Saturday, November 18, 2006

Deja-vu all over again

There I am standing across the street from the little bungalow I lived in 25 years ago. I am not actually grimacing, but the wind was brisk and cold, which is normal in these parts.

A man is shuffling through some old papers in an upstairs bedroom, with no particular objective in mind. He picks up a sheaf, and a couple of items fall to the floor. They are cartoons. Cartoons drawn by a guy who had been a tenant of the adjoining house that the man also owned. He looked at them. He chuckled. They were cartoon birthday cards given to his late wife, who died back in 1994. The tenant had left, after having lived next door for a year, back in 1981. He thought no more about them.

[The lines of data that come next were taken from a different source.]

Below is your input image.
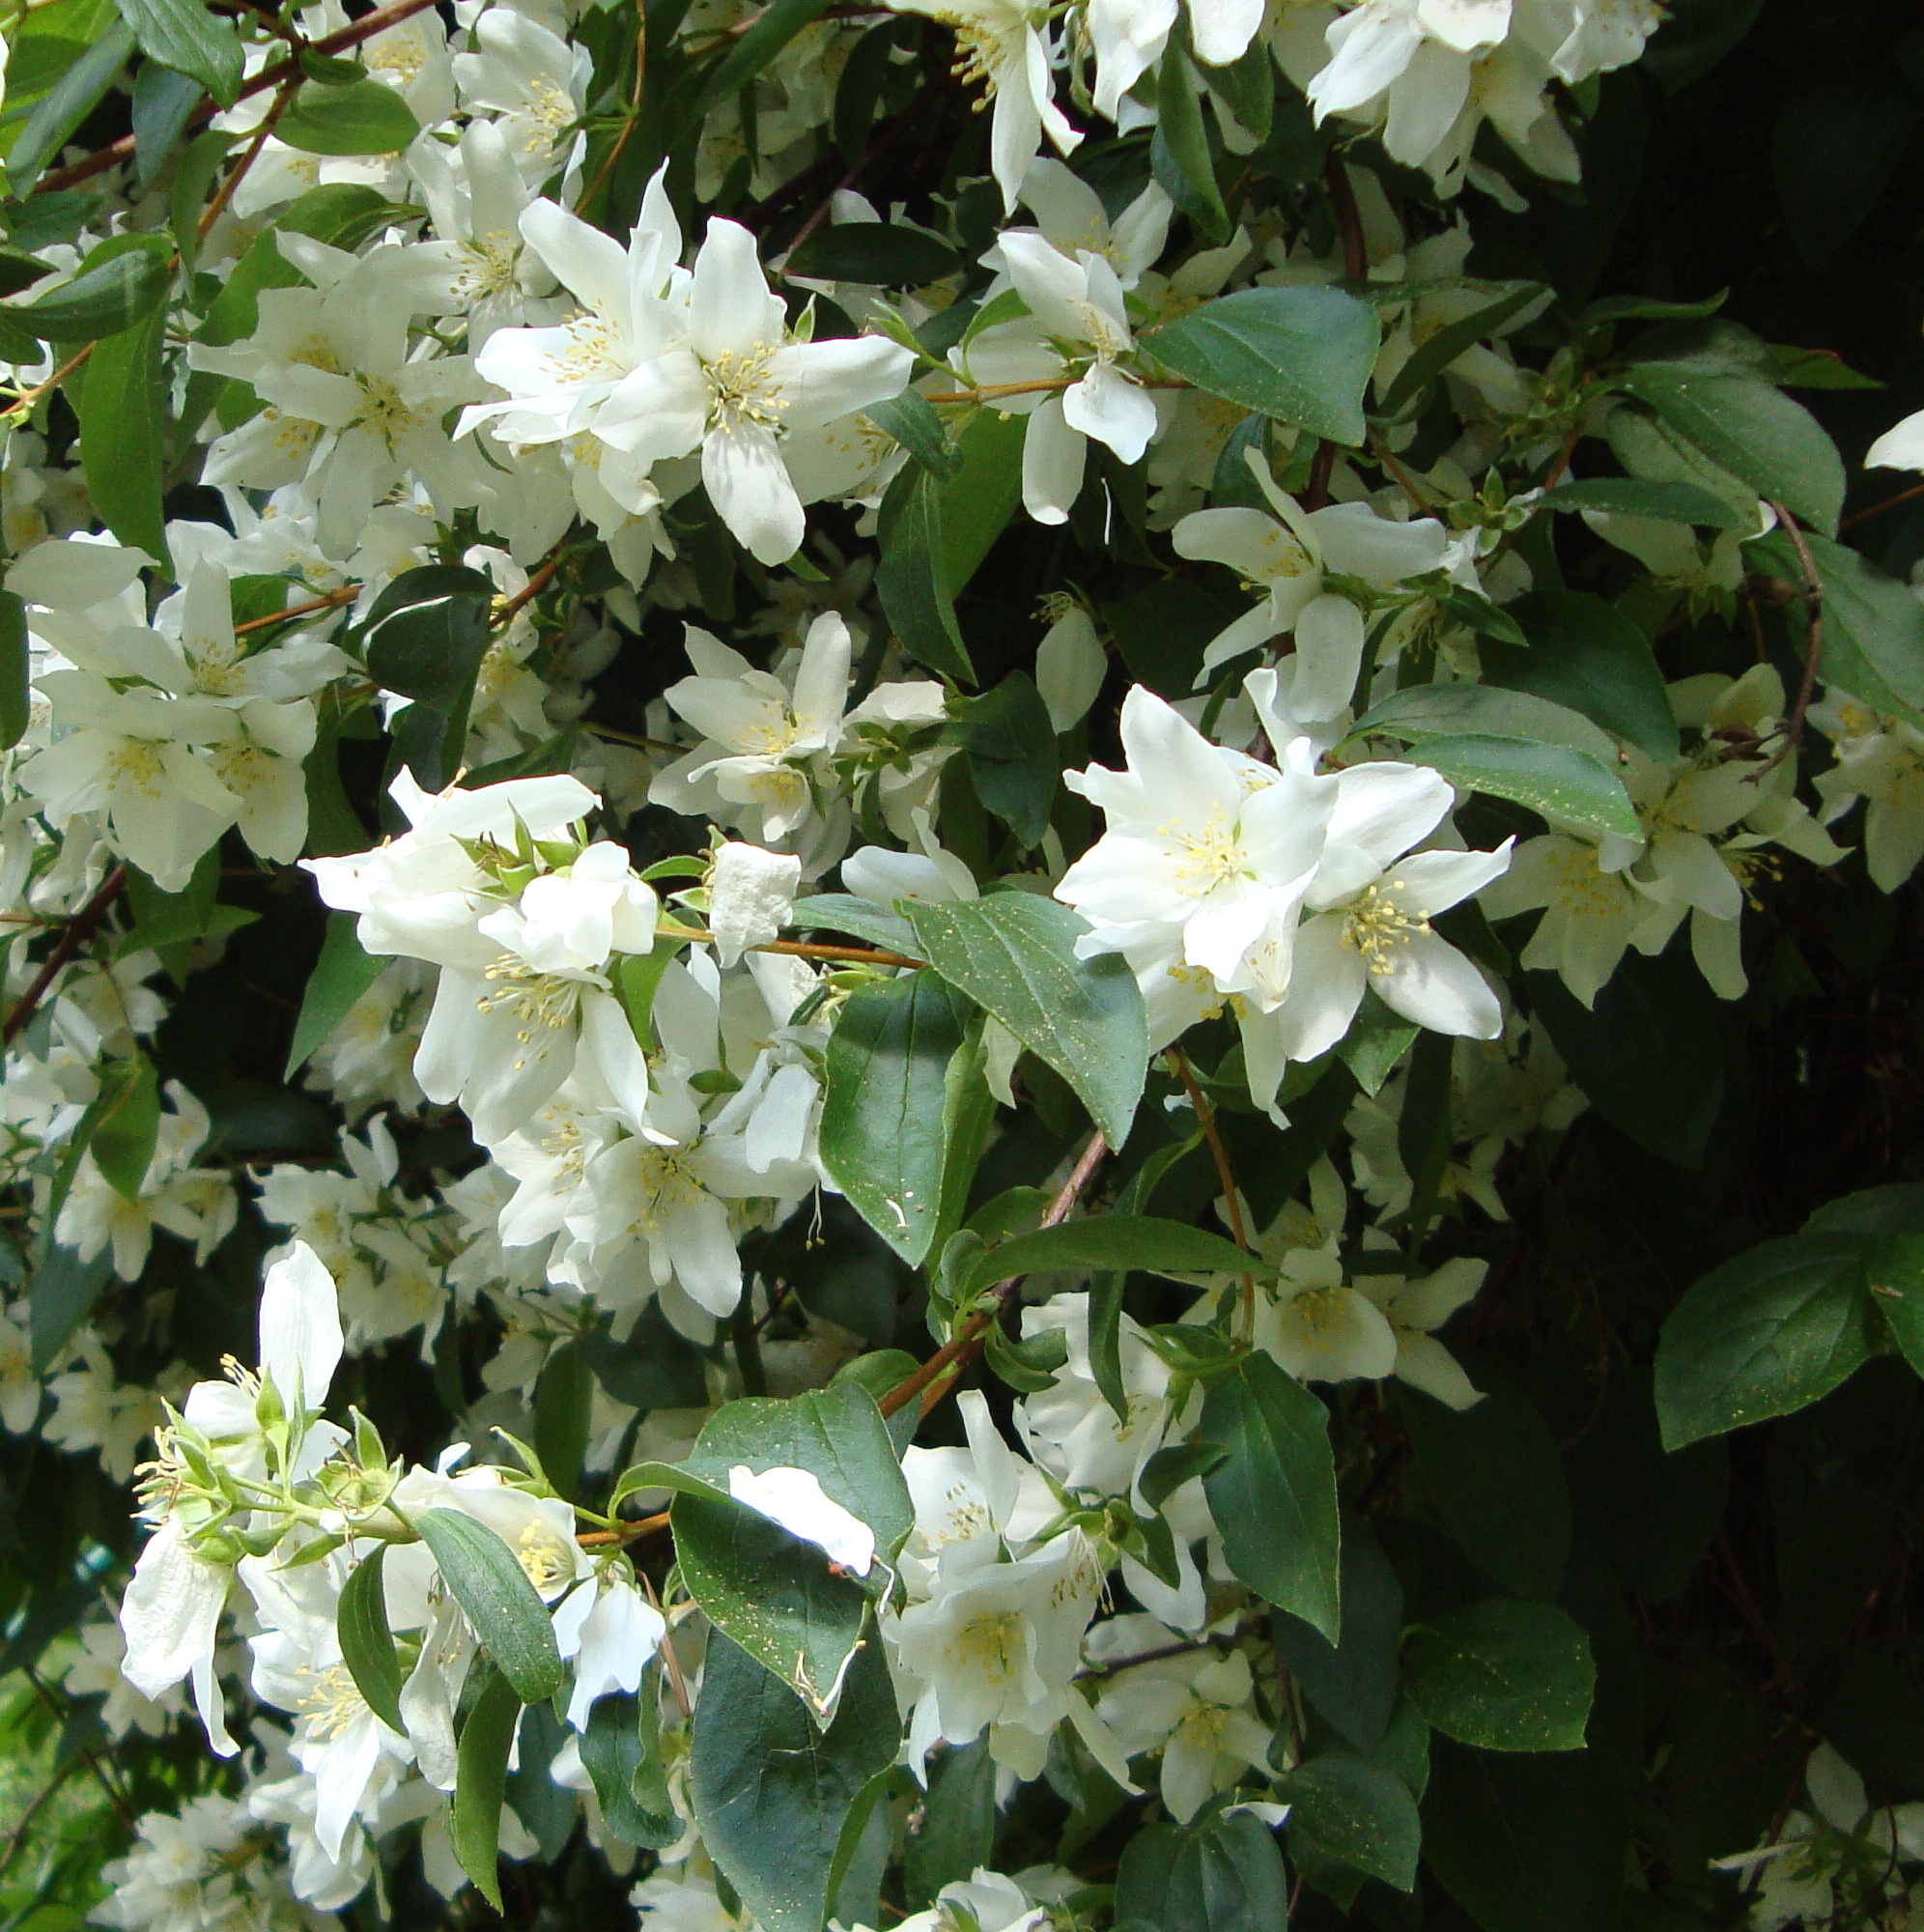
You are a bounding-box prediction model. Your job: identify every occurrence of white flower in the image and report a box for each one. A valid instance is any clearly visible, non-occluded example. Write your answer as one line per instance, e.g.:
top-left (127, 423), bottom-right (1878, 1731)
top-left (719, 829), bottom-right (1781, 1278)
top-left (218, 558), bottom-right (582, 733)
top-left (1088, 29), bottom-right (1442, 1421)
top-left (1812, 692), bottom-right (1924, 891)
top-left (1358, 1256), bottom-right (1486, 1408)
top-left (727, 1463), bottom-right (877, 1574)
top-left (708, 841), bottom-right (804, 966)
top-left (1096, 1648), bottom-right (1274, 1820)
top-left (563, 1572), bottom-right (666, 1730)
top-left (119, 1518), bottom-right (236, 1756)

Two hours later his front doorbell rang. He opened it. There was the man who had drawn those cartoons a quarter of a century earlier. I was the artist and I was face-to-face with my old landlord and neighbor. That he was thunderstruck, especially having just seen the cartoons is to state the case lightly. If you are cynical about synchronicity, this should still give you a point-to-ponder. It did for me.

The incident happened yesterday when I decided (after some prevarication of thought, and wondering if I really wanted to take that backward step in time) to plunge into the old ‘hood’ in Bradwell, a suburb of Great Yarmouth, Norfolk, England. We stopped for lunch in my old ‘local’, the Sun Inn, and then walked up that old street that had once been so familiar, and remained virtually unchanged from when I lived there. It was a weird feeling, and I still don’t quite have my head around it. Probably won’t for weeks.

I was there with all that water having passed under a bridge, and a different wife in tow from the one he once knew, and yet it was a good reunion. We had a delightful afternoon with Richard (who would now be about 75, but was, like Bradwell, still virtually unchanged, except his hair was now snow-white. We had coffee with him, talked about his kids (who were teens then, but are now middle-aged), and his grandkids, and his lady-friend and the fact that even though he misses his wife, is having a good life.

I have never been to a school reunion, nor have I ever wanted to go to one, so I was apprehensive about this endeavour, believing that sleeping-dogs should be able to lie peacefully and, like Thomas Wolfe, knowing you can’t really go home again.

But, I did go ‘home’ again, even if it was just to a year-long home, and I am very happy that I did.

4 Comments:

Blogger geewits said...

That's great he was still there. I bet that was a serious walk down memory lane.

I've been trying to explain synchronicity to people for YEARS!!

2:31 AM  
Anonymous Anonymous said...

I would be apprehensive about going back to one place in particular but I will eventually go. And I think the reason is to remind myself how far I've come...

6:59 AM  
Blogger Jo said...

This comment has been removed by a blog administrator.

4:03 PM  
Blogger Tai said...

It's kind of funny that you sort of CAN go home again.
(I LOVE synchronicity...my life is just one moment after the other.)